La Croix : Quel était l’objectif de l’opération iranienne ?

Frédéric Encel : Après l’attaque israélienne de son annexe consulaire à Damas le 1er avril, l’Iran avait deux solutions. La première était de ne pas réagir, la seconde était d’engager une réponse d’une certaine ampleur pour ne pas perdre la face devant l’État hébreu. Téhéran avait déjà perdu en crédibilité. Après avoir prévenu qu’il interviendrait si Israël envisageait d’investir militairement la bande de Gaza, il n’a pas bronché lorsque Tsahal a lancé son opération « Épées de fer ». Se sont ensuivis plusieurs coups de force réussis d’Israël sur des officiers importants de « l’axe de résistance », ponctués par l’attaque du 1er avril. Manifestement, l’Iran a préféré la seconde option, qui est clairement symbolique. Son attaque n’a causé aucun dégât, et rares sont les engins à avoir atteint l’espace aérien israélien.

Pourquoi l’Iran a prévenu les États-Unis de son offensive sur Israël ?

F. E. : L’Iran souhaitait rester dans le cadre d’une riposte mesurée pour éviter l’escalade. Le régime de Téhéran est conscient qu’une montée aux extrêmes avec Israël lui nuirait bien davantage, parce qu’il signifierait potentiellement la destruction de l’Iran, certainement pas celle d’Israël. Les mollahs le savent parfaitement. Ils sont fanatiques mais ne sont pas stupides. Il s’agissait ici de retrouver leur crédibilité sans se risquer à un conflit ouvert.

C’est la première fois que l’Iran attaque directement Israël. Il menait jusqu’ici une « guerre par procuration » par le biais de ses « proxys ». Est-ce qu’il faut y voir une perte d’influence de l’Iran au sein de « l’axe de la résistance » ?

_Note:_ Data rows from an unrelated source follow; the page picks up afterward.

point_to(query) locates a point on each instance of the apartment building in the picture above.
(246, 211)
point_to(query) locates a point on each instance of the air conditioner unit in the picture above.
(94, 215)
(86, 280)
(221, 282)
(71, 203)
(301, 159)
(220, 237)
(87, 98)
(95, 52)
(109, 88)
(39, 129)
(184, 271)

F. E. : L’axe de résistance est dominé et a été créé de toutes pièces par l’Iran. Le Hezbollah par exemple a été créé ex nihilo au Liban en 1982. Je ne pense pas qu’il faille y voir une perte d’influence, car le Hezbollah et les milices chiites de Syrie et d’Irak restent fidèles au régime iranien. Le Hezbollah a payé un lourd tribut pour sa guerre de basse intensité avec Israël, non seulement humainement, mais aussi en prestige, en matériel, et en soutien financier aux familles des martyrs.

Israël a répondu par une faible attaque de drones, vendredi 19 avril, qui n’a fait aucun dégât. Finalement, est-ce que tout cela n’est pas une mise en scène ? Est-ce seulement une question de crédibilité ?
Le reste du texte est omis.